Beck had intimated that her enemies found a nucleus in the nester's outfit; the Reverend had been outspoken in his suspicion; she had confided in Riley that she suspected something of the sort. Cole himself was a negligible quant.i.ty but the girl was not. The catamount might hold Jane Hunter's fate in her hand ... the hand that had struck her!
On her desk lay the envelope in which had been Beck's note; beside it the locket. She paused, picked up the trinket and studied it as it lay on her small palm. Slowly she lifted it to her lips, clutched it tightly and then with a catch of breath fastened it about her neck, where it nestled as though coming home again.
She needed her luck, he had written! Oh yes, she needed her luck!
And even then a rider was speeding across the hills toward her, lashing his horse, crashing through brush, leaping down timber, clattering over treacherous ledges to save time: and other men were riding on Jimmy Oliver's orders, bringing the cow-boys in off their circles, a.s.sembling them in Devil's Hole where a group of men stood silent and sullen....
Oh, she would fight on, desperate in her determination to crowd thought of a lost love from her life! She welcomed combat for it would be as a balm to that gaping wound of loss.
Later she saw the rider come into the ranch on his lathered horse. He flung off at the bunk house and, a moment later, came running toward her with Curtis at his side.
Alarmed, Jane met them at the door with a query on her lips.
"They want you in the Hole, ma'am," Curtis said.
"What's the trouble?"--for it could be nothing but trouble which would bring men in such haste and she had a crisp fear that it pertained to Beck.
"They've got Cole down there with a lot of your calves an' he's put his brand on 'em. Webb's there, too, an' Hepburn. They're holdin' 'em all for you to come," the messenger said. He was excited, he breathed rapidly and added: "Oliver an' Riley agreed you ought to come. It's your property ... an' it's your fight."
Her fight! Her fight, indeed! Perhaps this was a drawing to a head of the forces that had been arrayed against her. The man had mentioned Webb and Hepburn as though he considered their presence of significance.

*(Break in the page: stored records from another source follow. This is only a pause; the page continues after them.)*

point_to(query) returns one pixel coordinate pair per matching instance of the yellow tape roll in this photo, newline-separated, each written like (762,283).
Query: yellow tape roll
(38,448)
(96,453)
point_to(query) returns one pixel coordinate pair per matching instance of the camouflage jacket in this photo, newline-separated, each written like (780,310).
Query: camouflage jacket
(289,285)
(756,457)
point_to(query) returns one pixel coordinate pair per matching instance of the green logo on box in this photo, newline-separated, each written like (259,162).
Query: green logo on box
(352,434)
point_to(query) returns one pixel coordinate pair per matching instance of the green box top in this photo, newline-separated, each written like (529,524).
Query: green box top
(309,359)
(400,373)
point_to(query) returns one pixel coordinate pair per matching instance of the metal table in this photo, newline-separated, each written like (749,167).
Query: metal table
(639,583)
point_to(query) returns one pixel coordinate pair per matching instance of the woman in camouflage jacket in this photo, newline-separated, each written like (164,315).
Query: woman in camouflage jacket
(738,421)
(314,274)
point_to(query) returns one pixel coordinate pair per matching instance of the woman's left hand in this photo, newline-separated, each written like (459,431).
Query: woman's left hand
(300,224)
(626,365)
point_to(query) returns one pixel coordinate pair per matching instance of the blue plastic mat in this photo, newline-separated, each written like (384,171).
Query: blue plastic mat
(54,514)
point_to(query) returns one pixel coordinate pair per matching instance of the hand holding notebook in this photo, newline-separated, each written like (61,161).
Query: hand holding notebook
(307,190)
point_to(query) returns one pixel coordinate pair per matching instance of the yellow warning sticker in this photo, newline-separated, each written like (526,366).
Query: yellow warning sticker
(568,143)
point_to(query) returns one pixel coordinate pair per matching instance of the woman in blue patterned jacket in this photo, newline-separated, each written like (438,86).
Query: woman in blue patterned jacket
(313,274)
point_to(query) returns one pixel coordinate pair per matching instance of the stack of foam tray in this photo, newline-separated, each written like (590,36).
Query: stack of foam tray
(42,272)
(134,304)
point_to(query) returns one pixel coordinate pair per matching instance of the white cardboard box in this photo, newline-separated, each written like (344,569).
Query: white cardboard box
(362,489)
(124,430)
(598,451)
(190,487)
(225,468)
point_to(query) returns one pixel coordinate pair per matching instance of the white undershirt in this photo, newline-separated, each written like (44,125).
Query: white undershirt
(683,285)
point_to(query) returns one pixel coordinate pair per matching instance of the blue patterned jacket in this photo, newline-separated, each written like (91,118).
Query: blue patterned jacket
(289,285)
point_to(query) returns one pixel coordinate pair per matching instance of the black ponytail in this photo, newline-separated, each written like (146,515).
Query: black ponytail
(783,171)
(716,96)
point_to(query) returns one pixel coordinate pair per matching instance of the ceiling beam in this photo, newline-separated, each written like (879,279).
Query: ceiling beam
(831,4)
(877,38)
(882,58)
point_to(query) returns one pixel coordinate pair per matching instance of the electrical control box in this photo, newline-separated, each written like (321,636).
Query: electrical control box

A pinto, this time, bore her away from the ranch, the man, tense and silent, riding beside her. She did not speak as they scrambled up the point and gained high country nor did she look at him as they set into a gallop again. An indistinct haze was coming in the west with a looming thunder head protruding from it here and there. The wind in their faces was hot and fitful. The scarf about her neck fluttered erratically.
Jane had little attention for the detail of that ride. This was her fight and she raced to meet it with an eagerness born of necessity to retain what she might of the happiness she had made hers. And as she rode Tom Beck, pieces cut from his chaps bound about his feet to protect them on the long journey by foot, his retrieved canteen over his shoulder, limped into the camp, heard the cook's vague, disconnected story of the discovery that had been made in the Hole, borrowed boots, saddled a horse and rode swiftly across the hills.